The Washington Digital Heritage grant is among the 13 given local libraries in 2023. A total of $152,476 was awarded by the Office of the Secretary of State, which oversees the Washington State Library and the Washington State Archives, announced in late September.
According to state officials, the Jamestown S’Klallam Tribe will use the newly digitized materials to create a digital exhibit to add to the The House of Seven Generations Online Museum (H7G) about Tamanowas Rock in Jefferson County, an ancient sacred site of the S’Klallam people.
The project will be shared through a station in the library’s physical exhibit space, the Tribal newsletter and a Zoom presentation.
Materials to be digitized include VHS and cassette tapes of tribal events and language classes and documents collected and created by the tribe’s first cultural resources specialist. That specialist served as the repatriation coordinator for the three S’Klallam/Klallam tribes in the 1990s and early 2000s, following the passage of the Native American Graves and Repatriation Act.
The Library’s Washington Digital Heritage grant awards are in their 16th year of funding projects that promote the creation and sharing of content documenting state history.

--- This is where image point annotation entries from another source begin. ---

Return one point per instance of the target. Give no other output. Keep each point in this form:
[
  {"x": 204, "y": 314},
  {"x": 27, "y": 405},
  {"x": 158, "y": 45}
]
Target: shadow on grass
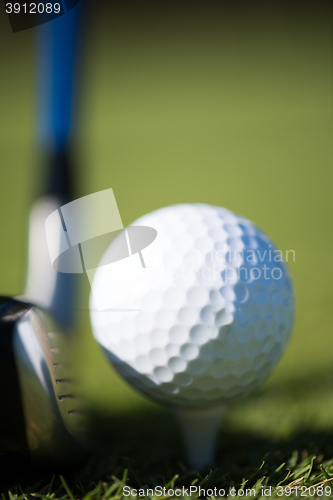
[{"x": 147, "y": 442}]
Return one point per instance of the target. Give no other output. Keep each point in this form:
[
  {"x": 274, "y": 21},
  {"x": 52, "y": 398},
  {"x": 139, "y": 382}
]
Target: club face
[{"x": 38, "y": 388}]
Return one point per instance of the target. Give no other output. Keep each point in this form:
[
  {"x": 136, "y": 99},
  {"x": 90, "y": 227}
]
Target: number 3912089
[{"x": 33, "y": 8}]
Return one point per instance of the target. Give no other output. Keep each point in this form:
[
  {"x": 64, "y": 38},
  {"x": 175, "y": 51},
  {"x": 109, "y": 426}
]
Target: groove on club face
[{"x": 53, "y": 425}]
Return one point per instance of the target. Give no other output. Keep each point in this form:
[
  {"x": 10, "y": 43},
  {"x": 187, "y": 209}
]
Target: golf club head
[{"x": 40, "y": 412}]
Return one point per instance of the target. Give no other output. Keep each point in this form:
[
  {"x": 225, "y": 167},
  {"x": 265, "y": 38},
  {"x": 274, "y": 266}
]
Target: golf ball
[{"x": 212, "y": 322}]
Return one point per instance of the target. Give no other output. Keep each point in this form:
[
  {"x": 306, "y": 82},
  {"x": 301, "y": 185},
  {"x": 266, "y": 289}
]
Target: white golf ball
[{"x": 211, "y": 320}]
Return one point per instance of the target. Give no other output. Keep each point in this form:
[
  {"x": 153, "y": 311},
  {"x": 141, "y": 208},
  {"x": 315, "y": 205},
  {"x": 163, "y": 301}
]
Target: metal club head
[{"x": 40, "y": 412}]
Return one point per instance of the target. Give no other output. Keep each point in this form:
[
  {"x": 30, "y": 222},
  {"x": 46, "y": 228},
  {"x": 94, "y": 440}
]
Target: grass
[{"x": 233, "y": 109}]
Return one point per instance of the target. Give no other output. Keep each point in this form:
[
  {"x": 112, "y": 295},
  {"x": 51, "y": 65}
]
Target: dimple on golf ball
[{"x": 212, "y": 319}]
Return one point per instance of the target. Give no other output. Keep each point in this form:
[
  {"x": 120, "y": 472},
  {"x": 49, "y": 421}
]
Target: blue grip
[{"x": 58, "y": 47}]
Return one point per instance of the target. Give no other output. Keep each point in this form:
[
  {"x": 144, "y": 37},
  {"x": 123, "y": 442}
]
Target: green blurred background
[{"x": 224, "y": 104}]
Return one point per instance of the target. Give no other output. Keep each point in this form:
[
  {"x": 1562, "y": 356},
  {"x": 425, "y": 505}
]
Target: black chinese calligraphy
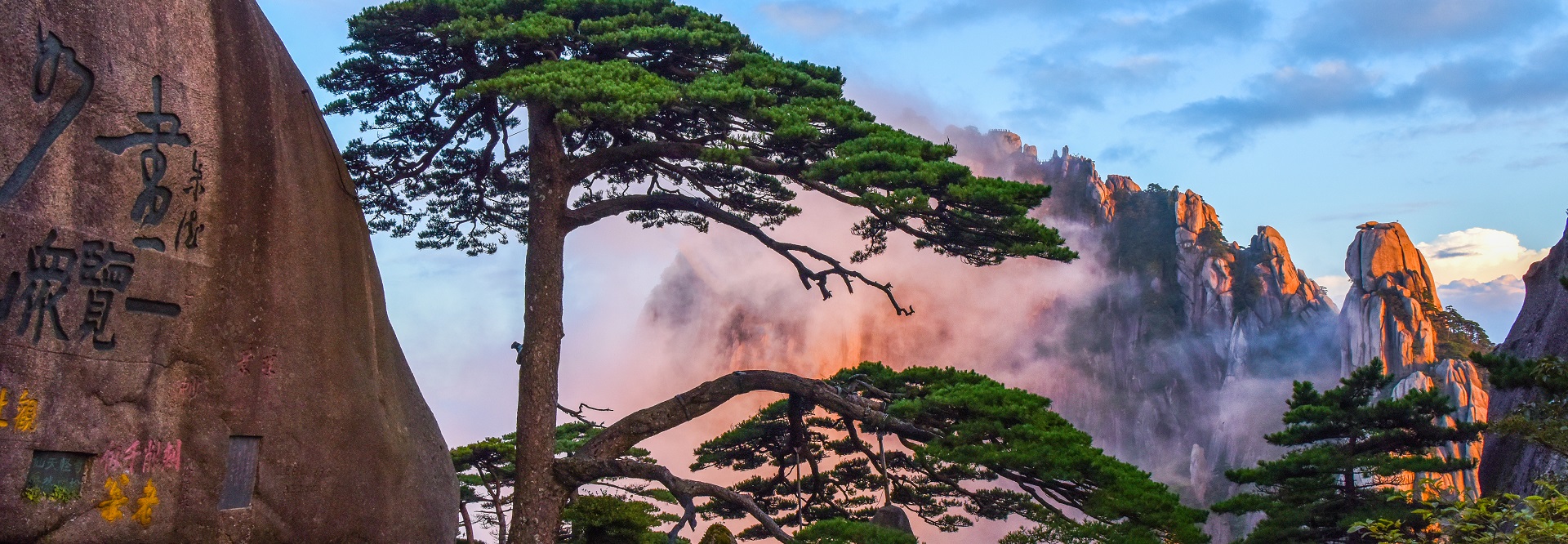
[
  {"x": 104, "y": 272},
  {"x": 163, "y": 129},
  {"x": 47, "y": 281},
  {"x": 52, "y": 54},
  {"x": 100, "y": 269},
  {"x": 189, "y": 230}
]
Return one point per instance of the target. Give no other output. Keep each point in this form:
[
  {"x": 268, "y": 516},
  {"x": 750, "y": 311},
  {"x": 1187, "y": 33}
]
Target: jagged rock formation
[
  {"x": 194, "y": 342},
  {"x": 1510, "y": 465},
  {"x": 1387, "y": 317},
  {"x": 1175, "y": 347},
  {"x": 1392, "y": 289}
]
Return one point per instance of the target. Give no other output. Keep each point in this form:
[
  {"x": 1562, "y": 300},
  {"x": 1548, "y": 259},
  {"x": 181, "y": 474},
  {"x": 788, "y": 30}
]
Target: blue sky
[{"x": 1310, "y": 116}]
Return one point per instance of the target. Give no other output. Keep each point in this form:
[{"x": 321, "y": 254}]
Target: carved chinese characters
[
  {"x": 52, "y": 56},
  {"x": 184, "y": 264}
]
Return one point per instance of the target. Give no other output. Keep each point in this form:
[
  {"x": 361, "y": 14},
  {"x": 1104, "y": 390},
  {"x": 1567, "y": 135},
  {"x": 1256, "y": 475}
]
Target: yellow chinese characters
[
  {"x": 25, "y": 417},
  {"x": 149, "y": 497},
  {"x": 25, "y": 412},
  {"x": 110, "y": 508}
]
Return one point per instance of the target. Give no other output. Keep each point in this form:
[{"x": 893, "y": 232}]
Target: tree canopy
[
  {"x": 1351, "y": 455},
  {"x": 532, "y": 118},
  {"x": 651, "y": 109},
  {"x": 960, "y": 433},
  {"x": 1544, "y": 416}
]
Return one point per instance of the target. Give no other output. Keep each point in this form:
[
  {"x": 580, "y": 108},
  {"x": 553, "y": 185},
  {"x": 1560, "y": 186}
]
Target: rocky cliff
[
  {"x": 1542, "y": 330},
  {"x": 1165, "y": 337},
  {"x": 1387, "y": 315},
  {"x": 194, "y": 339}
]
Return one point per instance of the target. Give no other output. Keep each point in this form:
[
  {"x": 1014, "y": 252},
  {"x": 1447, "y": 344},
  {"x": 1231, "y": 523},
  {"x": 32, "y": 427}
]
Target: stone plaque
[
  {"x": 56, "y": 474},
  {"x": 238, "y": 482}
]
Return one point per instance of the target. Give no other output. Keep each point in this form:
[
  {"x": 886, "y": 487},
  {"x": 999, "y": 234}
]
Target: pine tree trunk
[
  {"x": 538, "y": 497},
  {"x": 468, "y": 524}
]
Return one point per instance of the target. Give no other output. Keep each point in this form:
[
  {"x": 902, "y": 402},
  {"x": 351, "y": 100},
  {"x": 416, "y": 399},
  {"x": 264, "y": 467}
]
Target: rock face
[
  {"x": 1383, "y": 314},
  {"x": 1542, "y": 330},
  {"x": 1385, "y": 317},
  {"x": 1175, "y": 346},
  {"x": 194, "y": 344}
]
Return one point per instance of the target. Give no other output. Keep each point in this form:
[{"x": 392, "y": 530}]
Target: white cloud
[
  {"x": 1494, "y": 305},
  {"x": 1477, "y": 254}
]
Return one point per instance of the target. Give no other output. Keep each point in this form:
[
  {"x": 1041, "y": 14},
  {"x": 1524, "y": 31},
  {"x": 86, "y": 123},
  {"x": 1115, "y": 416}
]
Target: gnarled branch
[
  {"x": 582, "y": 470},
  {"x": 648, "y": 422}
]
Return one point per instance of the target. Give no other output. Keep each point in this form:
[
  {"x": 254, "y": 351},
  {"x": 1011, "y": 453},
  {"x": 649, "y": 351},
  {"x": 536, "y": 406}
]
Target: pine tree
[
  {"x": 1351, "y": 452},
  {"x": 959, "y": 435},
  {"x": 529, "y": 119}
]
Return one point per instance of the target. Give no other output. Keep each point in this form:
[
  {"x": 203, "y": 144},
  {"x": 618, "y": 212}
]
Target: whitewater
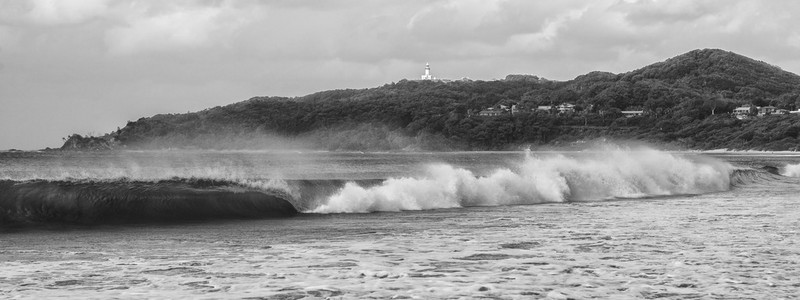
[{"x": 608, "y": 222}]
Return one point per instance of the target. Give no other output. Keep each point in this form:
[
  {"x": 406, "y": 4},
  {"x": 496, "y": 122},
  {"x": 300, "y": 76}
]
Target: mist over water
[
  {"x": 610, "y": 173},
  {"x": 791, "y": 170}
]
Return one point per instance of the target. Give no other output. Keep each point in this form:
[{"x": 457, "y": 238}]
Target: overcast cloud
[{"x": 89, "y": 66}]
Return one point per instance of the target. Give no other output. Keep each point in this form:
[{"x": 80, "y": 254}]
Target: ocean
[{"x": 609, "y": 223}]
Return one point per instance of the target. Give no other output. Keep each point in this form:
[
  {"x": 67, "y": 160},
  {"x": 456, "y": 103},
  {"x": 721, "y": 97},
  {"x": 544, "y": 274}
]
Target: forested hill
[{"x": 687, "y": 102}]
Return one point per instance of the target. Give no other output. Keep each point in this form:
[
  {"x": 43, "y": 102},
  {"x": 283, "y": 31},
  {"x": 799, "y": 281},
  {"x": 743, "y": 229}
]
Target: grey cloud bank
[{"x": 90, "y": 66}]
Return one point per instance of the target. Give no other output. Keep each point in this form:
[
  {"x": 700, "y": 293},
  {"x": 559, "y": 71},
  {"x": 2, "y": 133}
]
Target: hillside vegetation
[{"x": 687, "y": 102}]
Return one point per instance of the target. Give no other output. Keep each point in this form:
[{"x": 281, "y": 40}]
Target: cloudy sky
[{"x": 89, "y": 66}]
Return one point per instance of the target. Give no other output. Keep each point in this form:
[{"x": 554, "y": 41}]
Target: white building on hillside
[{"x": 427, "y": 75}]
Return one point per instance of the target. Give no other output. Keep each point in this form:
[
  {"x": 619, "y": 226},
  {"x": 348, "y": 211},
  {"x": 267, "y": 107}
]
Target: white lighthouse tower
[{"x": 427, "y": 75}]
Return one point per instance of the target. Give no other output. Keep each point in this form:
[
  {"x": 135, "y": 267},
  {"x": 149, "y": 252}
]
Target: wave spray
[{"x": 613, "y": 172}]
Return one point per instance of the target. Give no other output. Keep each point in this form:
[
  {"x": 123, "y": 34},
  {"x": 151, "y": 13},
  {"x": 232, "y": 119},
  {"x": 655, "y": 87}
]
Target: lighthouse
[{"x": 427, "y": 75}]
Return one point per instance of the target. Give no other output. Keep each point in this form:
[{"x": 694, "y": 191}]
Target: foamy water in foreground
[{"x": 734, "y": 242}]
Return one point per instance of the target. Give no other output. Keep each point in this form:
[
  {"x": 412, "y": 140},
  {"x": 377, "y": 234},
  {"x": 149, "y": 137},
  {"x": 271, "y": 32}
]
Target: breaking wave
[
  {"x": 616, "y": 173},
  {"x": 89, "y": 202},
  {"x": 791, "y": 170}
]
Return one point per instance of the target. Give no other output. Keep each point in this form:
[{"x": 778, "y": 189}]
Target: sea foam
[
  {"x": 611, "y": 173},
  {"x": 791, "y": 170}
]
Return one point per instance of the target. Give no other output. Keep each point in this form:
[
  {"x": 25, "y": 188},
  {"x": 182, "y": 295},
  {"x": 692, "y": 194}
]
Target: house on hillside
[
  {"x": 492, "y": 112},
  {"x": 766, "y": 110},
  {"x": 632, "y": 113},
  {"x": 566, "y": 108}
]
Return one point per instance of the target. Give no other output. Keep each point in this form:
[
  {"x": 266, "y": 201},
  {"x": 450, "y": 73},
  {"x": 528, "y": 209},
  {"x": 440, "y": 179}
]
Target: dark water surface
[{"x": 737, "y": 243}]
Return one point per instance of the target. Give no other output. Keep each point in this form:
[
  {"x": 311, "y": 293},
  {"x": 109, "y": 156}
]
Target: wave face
[
  {"x": 609, "y": 174},
  {"x": 126, "y": 201},
  {"x": 791, "y": 170}
]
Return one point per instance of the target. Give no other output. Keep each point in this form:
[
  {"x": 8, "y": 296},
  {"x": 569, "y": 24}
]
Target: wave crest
[
  {"x": 791, "y": 170},
  {"x": 608, "y": 174}
]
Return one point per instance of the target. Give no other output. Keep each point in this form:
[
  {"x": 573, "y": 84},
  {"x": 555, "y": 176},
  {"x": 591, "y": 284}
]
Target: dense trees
[{"x": 687, "y": 100}]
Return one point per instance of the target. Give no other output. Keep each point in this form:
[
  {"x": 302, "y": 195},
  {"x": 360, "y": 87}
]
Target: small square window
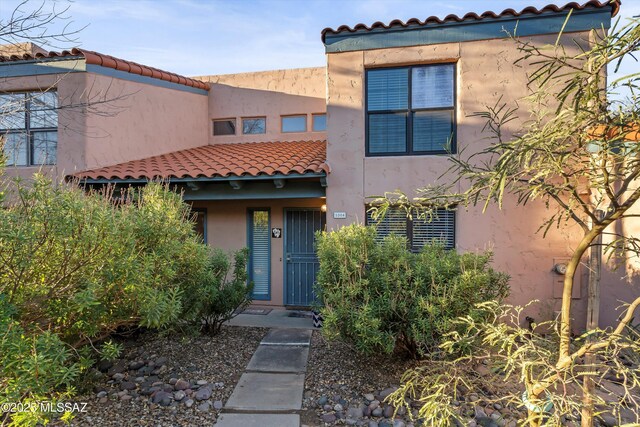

The Washington Digital Heritage Grants are funded by the federal Institute of Museum and Library Services.
“It is an honor to oversee programs that help so many worthy recipients do the vital work of preserving and documenting our shared history,” Secretary of State Steve Hobbs said.
“Local libraries and government agencies often have extremely limited resources. These longstanding programs are an excellent way for the state to help get important jobs done.”